Eufórico, não se conteve e libertou um grito em pleno palco: ‘‘Eu sou o rei do mundo!’’, uma referência à fala do personagem vivido por Leonardo DiCaprio no filme vencedor da noite.
‘‘Tive uma equipe fantástica... vocês me deram ouro em pó todos os dias e agora compartilho esse ouro com vocês’’, disse, antes de fazer um agradecimento especial a seus ‘‘produtores originais’’: ‘‘Meus pais, que estão aqui, esta noite’’.
‘‘Meu coração está a ponto de explodir’’, acrescentou, por fim pedindo uns segundos de silêncio em memória das vítimas do Titanic, as principais protagonistas de seu filme.
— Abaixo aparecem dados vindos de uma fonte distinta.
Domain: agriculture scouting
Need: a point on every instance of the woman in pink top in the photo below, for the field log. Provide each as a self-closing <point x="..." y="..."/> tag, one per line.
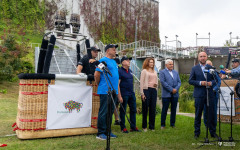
<point x="148" y="89"/>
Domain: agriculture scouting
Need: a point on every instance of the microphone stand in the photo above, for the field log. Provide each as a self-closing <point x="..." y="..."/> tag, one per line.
<point x="109" y="108"/>
<point x="230" y="139"/>
<point x="219" y="118"/>
<point x="120" y="104"/>
<point x="206" y="141"/>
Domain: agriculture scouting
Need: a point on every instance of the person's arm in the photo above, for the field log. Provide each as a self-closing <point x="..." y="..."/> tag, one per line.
<point x="143" y="74"/>
<point x="179" y="83"/>
<point x="235" y="71"/>
<point x="97" y="77"/>
<point x="192" y="79"/>
<point x="164" y="84"/>
<point x="79" y="69"/>
<point x="119" y="93"/>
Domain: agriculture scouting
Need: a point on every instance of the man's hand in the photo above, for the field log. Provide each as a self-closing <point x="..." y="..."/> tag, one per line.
<point x="209" y="83"/>
<point x="228" y="71"/>
<point x="143" y="97"/>
<point x="223" y="76"/>
<point x="203" y="83"/>
<point x="174" y="91"/>
<point x="155" y="85"/>
<point x="120" y="99"/>
<point x="92" y="60"/>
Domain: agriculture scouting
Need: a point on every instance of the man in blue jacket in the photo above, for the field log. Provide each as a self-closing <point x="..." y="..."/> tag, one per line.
<point x="171" y="83"/>
<point x="198" y="80"/>
<point x="110" y="50"/>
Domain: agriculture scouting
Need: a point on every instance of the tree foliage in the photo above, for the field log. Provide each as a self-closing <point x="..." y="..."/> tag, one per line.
<point x="13" y="54"/>
<point x="113" y="21"/>
<point x="25" y="14"/>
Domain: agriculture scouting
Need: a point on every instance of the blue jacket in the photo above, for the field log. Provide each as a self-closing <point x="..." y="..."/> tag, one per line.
<point x="168" y="83"/>
<point x="196" y="76"/>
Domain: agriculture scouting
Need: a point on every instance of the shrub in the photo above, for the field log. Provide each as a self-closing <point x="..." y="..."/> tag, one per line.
<point x="12" y="55"/>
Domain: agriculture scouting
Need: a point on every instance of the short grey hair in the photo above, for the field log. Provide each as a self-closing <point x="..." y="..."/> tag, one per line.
<point x="168" y="61"/>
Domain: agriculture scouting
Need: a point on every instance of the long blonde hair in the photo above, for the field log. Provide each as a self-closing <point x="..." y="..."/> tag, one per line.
<point x="146" y="63"/>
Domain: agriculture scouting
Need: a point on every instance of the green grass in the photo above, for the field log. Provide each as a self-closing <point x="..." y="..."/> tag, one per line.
<point x="180" y="137"/>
Falando à imprensa, com três estatuetas nos braços, o diretor brincou dizendo estar furioso por não ter batido o recorde de ‘‘Ben-Hur’’. ‘‘Estou tão chateado que prefiro nem falar’’, disse, ante o olhar divertido de sua esposa, a atriz Linda Hamilton. Mais sério, acrescentou: ‘‘Estou tão contente de ter ido àquele lugar escuro no fundo do oceano (...) Tive a possibilidade de partilhar desta experiência’’.
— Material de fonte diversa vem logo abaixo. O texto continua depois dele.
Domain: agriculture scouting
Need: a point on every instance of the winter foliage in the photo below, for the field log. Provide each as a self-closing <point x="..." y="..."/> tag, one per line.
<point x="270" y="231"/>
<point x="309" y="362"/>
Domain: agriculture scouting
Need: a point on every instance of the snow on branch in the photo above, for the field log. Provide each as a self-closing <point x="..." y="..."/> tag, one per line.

As coisas, no entanto, não foram tão simples no início da filmagem. ‘‘Não posso me assustar. Eu trabalho para Jim Cameron’’, era a inscrição nas camisetas usadas por seus colaboradores durante a produção de um de seus filmes anteriores, ‘‘O Exterminador do Futuro 2’’. O próprio diretor admite que seu método é muito intenso.
‘‘É impossível controlá-lo’’, comentou ao jornal Los Angeles Times o diretor de um estúdio, que não quis se identificar. ‘‘Se querem me deter, é preciso ter uma razão extraordinariamente boa’’, replica James Cameron.
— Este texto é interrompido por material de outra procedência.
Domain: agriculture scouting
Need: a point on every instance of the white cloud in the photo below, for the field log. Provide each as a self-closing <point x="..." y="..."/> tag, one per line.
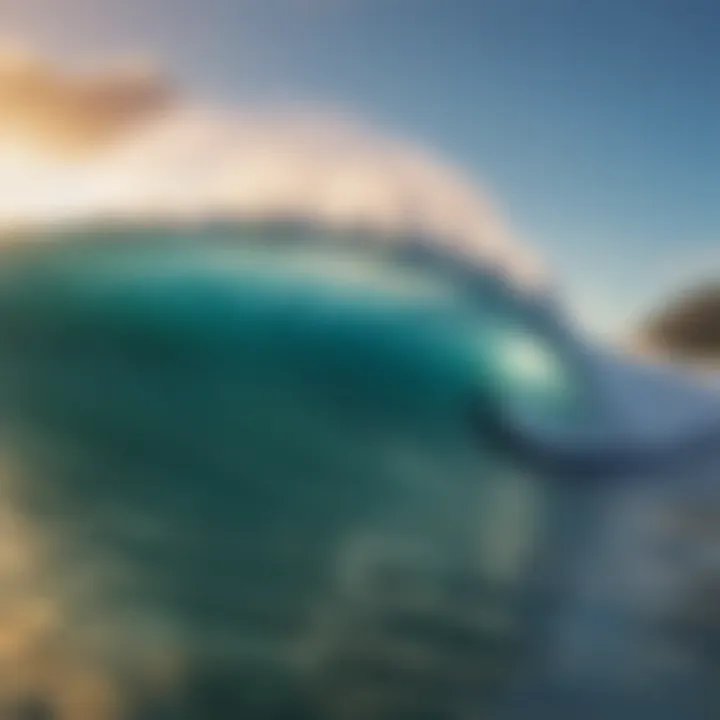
<point x="180" y="161"/>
O cineasta tem fama de gastar muito e confirmou isso transformando ‘‘Titanic’’ no filme mais caro da história do cinema. Antes já havia rodado ‘‘O segredo do abismo’’, por 60 milhões de dólares, ‘‘Exterminador do Futuro 2’’, 100 milhões (o primeiro a superar esta barreira), assim como ‘‘Aliens’’ e ‘‘True Lies’’.
Nascido em 16 de agosto de 1954, em Kapuskasing, na província de Ontário, no Canadá, este filho de engenheiro e de artista cresceu em Niagara Falls, antes de instalar-se com sua família na Califórnia, em 1971.
Depois de estudar física, James Cameron convenceu, em 1978, um grupo de dentistas para que o financiassem em um curta-metragem que ele mesmo escreveu, dirigiu, produziu e montou.
Em 1980, entrou na produtora de Roger Corman e foi diretor artístico de um longa-metragem de ficção científica, ‘‘Battle beyond the stars’’. Um ano depois, debutou na direção com ‘‘Piranha 2’’.
Cameron também escreveu o roteiro de ‘‘Rambo 2’’, protagonizado por Sylvester Stallone (1985), e produziu uma versão em três dimensões de ‘‘Exterminador do Futuro 2’’ para o parque temático dos estúdios da Universal.
Agora pensa em se afastar um pouco das câmeras e dedicar-se a produzir filmes dirigidos por outros até que encontre um pequeno projeto que não tenha nada a ver com a grandiosidade de ‘‘Titanic’’.